Sprung, 69, was born in Brooklyn, and her family moved to Glen Cove not long afterward. She grew up on Milford Lane, where she lived for 20 years with her family.

“I was a real Glen Cover,” Sprung said.

Her mother, a Glen Cove High School guidance counselor, was widowed when Sharon was 6 years old, and raised two children on her own. In the years following her husband’s death from leukemia, Sharon’s mother refused to talk about it, which created what her daughter said was a quiet household.

Sharon’s mother threw out all of the photos of her father, leaving behind only whatever memories the young artist could conjure of her father’s face. For Sharon, this naturally progressed to a strong interest in art.

But her mother, who had a doctoral degree in education, wasn’t supportive of her daughter’s desire to earn a living as an artist, fearing she wouldn’t be able to do so pursuing her passion. The disagreement led to a turbulent relationship between the two. Sprung’s mother never truly understood her daughter’s passion for art before she died three years ago.

“I had a very strong will and I wanted to follow my passion,” Sprung said. “I just felt the stork delivered the baby to the wrong house, I disappointed her and she disappointed me.”

After high school, Sprung attended Cornell University. She dropped out after being discouraged that she found it impossible to balance her art and academics.

“It’s not that I didn’t enjoy taking the other classes,” Sprung said. “I just didn’t have enough time to develop the craft that I knew I was going to have to develop.”

After leaving Cornell in her 20s, Sprung started showing her work at the Harbor Gallery in Cold Spring Harbor in the 1970s. Then she began studying at the Art Students League of New York City where she teaches today.

Sprung is not a stranger to Washington D.C. Throughout her career she has painted other notable figures like Jeannette Rankin, a congressional representative from Montana, who was the first woman to hold federal office in the United States. Sprung also worked on a portrait for Patsy Mink, a former representative from Hawaii, the first woman of color elected to Congress and a recipient of the Presidential Medal of Freedom.

Sprung’s experience as a portraitist caught the attention of the White House in 2016. She received a letter from the curator of the White House identifying her as one of the top candidates to paint the first lady.

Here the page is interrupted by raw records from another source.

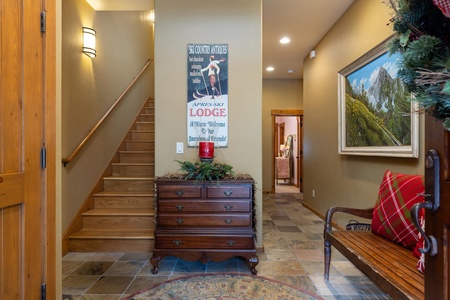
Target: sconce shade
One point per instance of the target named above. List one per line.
(89, 42)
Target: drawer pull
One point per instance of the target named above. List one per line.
(228, 193)
(228, 207)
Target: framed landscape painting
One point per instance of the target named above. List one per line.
(376, 114)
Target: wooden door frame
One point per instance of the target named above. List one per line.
(284, 113)
(52, 274)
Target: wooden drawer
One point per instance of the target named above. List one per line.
(179, 191)
(201, 220)
(229, 192)
(204, 242)
(204, 206)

Initially Sprung felt overwhelmed by the request, but as time passed, she had a change of heart, given her tremendous respect she had for the first lady.

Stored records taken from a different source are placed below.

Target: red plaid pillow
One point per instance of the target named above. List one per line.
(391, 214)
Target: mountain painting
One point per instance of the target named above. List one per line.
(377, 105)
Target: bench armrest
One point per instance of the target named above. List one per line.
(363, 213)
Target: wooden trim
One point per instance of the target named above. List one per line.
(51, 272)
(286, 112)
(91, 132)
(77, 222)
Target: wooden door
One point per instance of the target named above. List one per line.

The portrait, created in her Brooklyn based home-studio, took Sprung nine months to complete. During those months she meticulously studied Obama, surrounding herself with images from her early childhood up until her time at the White House.

“I really think that I gained a good sense of who she was,” Sprung said. “Even if I couldn’t describe it in words.”

Michael Hall, executive and artistic director of the Art Students League of New York, where Sprung teaches, said she has a forensic approach when selecting color pallets, expression and body language in her works. Hall emphasized that Sprung went so far as to keep the first lady’s dress in her studio. The light-blue chiffon dress designed by Jason Wu and donned by the former first lady was the most difficult section of the portrait, given the vibrant color.

“She humanizes Michelle really well,” Hall said. “But also shows a level of seriousness while showing warmth.”

The result of Sprung’s labor encompasses a soft but bright depiction of the former first lady in her blue dress, while sitting on an embroidered red couch in front of a muted pink wall.
Since the Kennedy Administration, the White House Historical Association has commissioned portraits. Traditionally, they’re unveiled in a public East Room ceremony within a few years of the president leaving office, though the Trump administration skipped that formality, leading to both Obama’s portraits unveiled on Sept. 7, six years after the Obama’s left the White House.
Sprung said she enjoys the challenges that come with being an artist, describing the process as a puzzle that she has become addicted to.

“My place in the world is to paint,” Sprung said. “However I have to do it, I’m going to do it.”